女性には敵わぬと見つけたり。

転職昇化(ジョブチェンジ)?

突然話を持ちかけられた私は若干のとまどいを覚えた。命からがらの仕事を終えた後、いつも中隊長レベルが打ち上げに使う酒場「酩酊の園」にて、各々詳細報告と、少々の愚痴と、帰らぬ仲間への鎮魂の場で。宗主は私に転職の話を持ち出したのである。要は攻撃系魔道士と回復系魔道士を率いる師の立場になってほしいと言う。

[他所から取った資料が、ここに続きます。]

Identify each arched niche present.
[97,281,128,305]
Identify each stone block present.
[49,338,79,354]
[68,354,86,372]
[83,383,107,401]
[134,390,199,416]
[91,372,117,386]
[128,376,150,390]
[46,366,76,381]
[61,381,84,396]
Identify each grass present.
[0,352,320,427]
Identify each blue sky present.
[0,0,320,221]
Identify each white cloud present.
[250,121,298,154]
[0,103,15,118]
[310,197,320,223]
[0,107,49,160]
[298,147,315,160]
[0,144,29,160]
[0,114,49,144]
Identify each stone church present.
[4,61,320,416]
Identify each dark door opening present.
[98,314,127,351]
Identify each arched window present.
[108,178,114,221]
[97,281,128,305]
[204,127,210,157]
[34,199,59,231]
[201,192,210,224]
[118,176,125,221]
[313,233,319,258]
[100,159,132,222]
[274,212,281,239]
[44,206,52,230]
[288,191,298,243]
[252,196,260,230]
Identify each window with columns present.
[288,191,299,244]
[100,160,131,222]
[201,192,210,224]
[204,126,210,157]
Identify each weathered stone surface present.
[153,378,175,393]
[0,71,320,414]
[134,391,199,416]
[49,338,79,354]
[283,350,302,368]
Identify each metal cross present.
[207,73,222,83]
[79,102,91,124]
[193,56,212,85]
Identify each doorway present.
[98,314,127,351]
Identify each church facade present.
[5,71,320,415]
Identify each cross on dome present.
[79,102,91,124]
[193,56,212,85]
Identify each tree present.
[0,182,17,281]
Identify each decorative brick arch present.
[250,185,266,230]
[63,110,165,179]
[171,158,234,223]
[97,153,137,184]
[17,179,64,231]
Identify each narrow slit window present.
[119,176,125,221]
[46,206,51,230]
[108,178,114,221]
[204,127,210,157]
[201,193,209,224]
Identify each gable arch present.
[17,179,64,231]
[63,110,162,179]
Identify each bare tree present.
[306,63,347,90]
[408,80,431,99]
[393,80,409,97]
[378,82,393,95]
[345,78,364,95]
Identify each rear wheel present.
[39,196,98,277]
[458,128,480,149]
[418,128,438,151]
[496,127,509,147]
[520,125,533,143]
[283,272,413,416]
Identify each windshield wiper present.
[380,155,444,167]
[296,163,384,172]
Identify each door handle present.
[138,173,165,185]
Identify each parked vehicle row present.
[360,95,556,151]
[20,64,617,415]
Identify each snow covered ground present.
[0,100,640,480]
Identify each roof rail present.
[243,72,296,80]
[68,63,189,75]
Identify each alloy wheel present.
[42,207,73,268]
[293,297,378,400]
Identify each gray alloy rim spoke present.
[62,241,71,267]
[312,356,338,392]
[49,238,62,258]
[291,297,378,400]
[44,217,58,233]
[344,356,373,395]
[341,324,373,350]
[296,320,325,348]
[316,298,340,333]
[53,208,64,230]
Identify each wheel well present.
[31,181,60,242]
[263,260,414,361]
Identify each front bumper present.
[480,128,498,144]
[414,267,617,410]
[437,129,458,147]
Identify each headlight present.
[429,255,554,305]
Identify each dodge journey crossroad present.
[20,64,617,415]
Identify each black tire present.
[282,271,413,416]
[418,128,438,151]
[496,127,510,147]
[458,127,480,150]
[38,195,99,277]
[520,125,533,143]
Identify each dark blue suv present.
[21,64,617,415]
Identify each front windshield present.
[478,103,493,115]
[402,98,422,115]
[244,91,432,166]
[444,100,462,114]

「優秀な魔道士はウチの宗族は確かに揃っている。もちろん君も含めてだ。ただ悲しいかな、彼らは己が道を貫く職人気質な者が多く、私の話をあまり聞こうとしないのだよ。君に、その仲介役を頼みたい。先の戦も【殿軍】の二つ名に恥じぬ救出劇だった。これはその礼だと思ってほしい。」

今回の場合、職としては上級職<僧正(ビショップ)>への転職となる。一定数の魔法詠唱の数ー長文系、短文系、印梵系ーが条件であり、上位互換と引き換えに能力アップ/レベルダウン、レベルは振り出しに戻る。但し、師の位は宗族からの任官・叙勲の話であり、任務の危険度は跳ね上がる。が、宗族からの待遇と保護、特権は一族の安寧と等しい。何と天秤にかけるべきか。猶予を与えてくれた宗主の顔は心なしか余裕に満ちている。こちらの悩みと返事をすべて見抜いているかのように。

ー転職の話?

ー師の位とともに、だってさ。

ー怖いの?

ー立場上君から遠くなることが、ね。

近々公私ともにパートナーになる相手にまずは報告。先の戦でも、ともに味方の撤退援護にまわった歴戦の魔道士だ。作戦行動中、「身内は一番最後だよ。」に対して、「君の援護が必要なときは、二人とも駄目な時。」と、反論しつつも肯定してくれた女だ。故に、もちろん今回の報告に対して彼女は賛成も反対もない。
決まったら教えてね、と一言残して寝室へと去っていった。


返事を伝えるべく、期限の日、宗主の執務室に向かう。

ー師の称号、謹んでお受け致します…って、何故君がここに居る?

部屋には宗主だけでなく、見慣れた顔がもう一つ。

ー決まったら教えてもらう約束だったでしょ?それと、身内は一番最後らしいから、一番最初に聞きたかった。

どの局面においても彼女は彼女か。天秤の片方が杞憂であったことを若干後悔する。昇進祝いを買いに行こう、祝福が施された戦闘衣を新調しようと息まいている彼女を制すように、宗主。

「辞令として、受け取ってくれ。」

私には宗族の秘蔵「豊穣の杖」。効果は一部呪文詠唱短縮、統率部隊の魔力消費量若干軽減。彼女には同じく宗族の秘蔵「太陽の杖」。効果は対毒、対呪耐性付与、短文系魔法炎属性付与。そして宗主からもう一つの辞令。